How to work with machine learning algorithms in embedded systems?

10.1k Views Asked by At

I'm doing a project to detect (classify) human activities using a ARM cortex-m0 microcontroller (Freedom - KL25Z) with an accelerometer. I intend to predict the activity of the user using machine learning.

The problem is, the cortex-m0 is not capable of processing training or predicting algorithms, so I would probably have to collect the data, train it in my computer and then embed it somehow, which I don't really know how to do it.

I saw some post in the internet saying that you can generate a matrix of weights and embed it in a microcontroller, so it would be a straightforward function to predict something ,based on the data you providing for this function. Would it be the right way of doing ?

Anyway my question is, how could I embedded a classification algorithm in a microcontroller?

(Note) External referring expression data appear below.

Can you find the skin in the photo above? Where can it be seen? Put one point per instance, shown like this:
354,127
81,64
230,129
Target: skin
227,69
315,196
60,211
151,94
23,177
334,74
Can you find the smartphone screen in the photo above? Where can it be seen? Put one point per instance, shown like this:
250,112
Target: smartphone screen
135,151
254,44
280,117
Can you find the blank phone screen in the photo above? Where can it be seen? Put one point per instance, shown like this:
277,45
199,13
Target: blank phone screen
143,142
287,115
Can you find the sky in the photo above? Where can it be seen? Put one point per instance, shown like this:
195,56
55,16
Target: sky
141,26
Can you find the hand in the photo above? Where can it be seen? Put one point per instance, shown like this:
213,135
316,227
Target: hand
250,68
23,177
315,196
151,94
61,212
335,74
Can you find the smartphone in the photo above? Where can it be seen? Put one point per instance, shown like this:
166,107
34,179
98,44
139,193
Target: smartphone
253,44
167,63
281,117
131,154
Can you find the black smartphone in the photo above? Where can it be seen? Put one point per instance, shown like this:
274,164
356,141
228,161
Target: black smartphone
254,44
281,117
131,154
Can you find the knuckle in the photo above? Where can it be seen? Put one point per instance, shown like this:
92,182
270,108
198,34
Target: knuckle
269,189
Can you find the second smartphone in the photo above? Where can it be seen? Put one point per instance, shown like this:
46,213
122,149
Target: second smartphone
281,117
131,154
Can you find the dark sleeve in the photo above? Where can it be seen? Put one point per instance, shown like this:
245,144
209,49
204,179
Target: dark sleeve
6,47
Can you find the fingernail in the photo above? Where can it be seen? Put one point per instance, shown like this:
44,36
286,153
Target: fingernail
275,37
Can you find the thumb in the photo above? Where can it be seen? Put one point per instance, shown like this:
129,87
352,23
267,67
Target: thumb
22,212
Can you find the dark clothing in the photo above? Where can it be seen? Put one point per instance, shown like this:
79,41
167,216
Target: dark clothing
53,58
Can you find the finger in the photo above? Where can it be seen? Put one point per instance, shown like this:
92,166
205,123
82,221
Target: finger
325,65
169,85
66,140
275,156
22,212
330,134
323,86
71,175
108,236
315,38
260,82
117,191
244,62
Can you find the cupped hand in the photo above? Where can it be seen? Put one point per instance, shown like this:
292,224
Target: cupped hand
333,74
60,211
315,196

I hope you guys can help me and give some guidance, I'm kind of lost here.

Thank you in advance.

3

There are 3 best solutions below

0
On BEST ANSWER

I've been thinking about doing this myself to solve a problem that I've had a hard time developing a heuristic for by hand.

You're going to have to write your own machine-learning methods, because there aren't any machine learning libraries out there suitable for low-end MCUs, as far as I know.

Depending on how hard the problem is, it may still be possible to develop and train a simple machine learning algorithm that performs well on a low-end MCU. After-all, some of the older/simpler machine learning methods were used with satisfactory results on hardware with similar constraints.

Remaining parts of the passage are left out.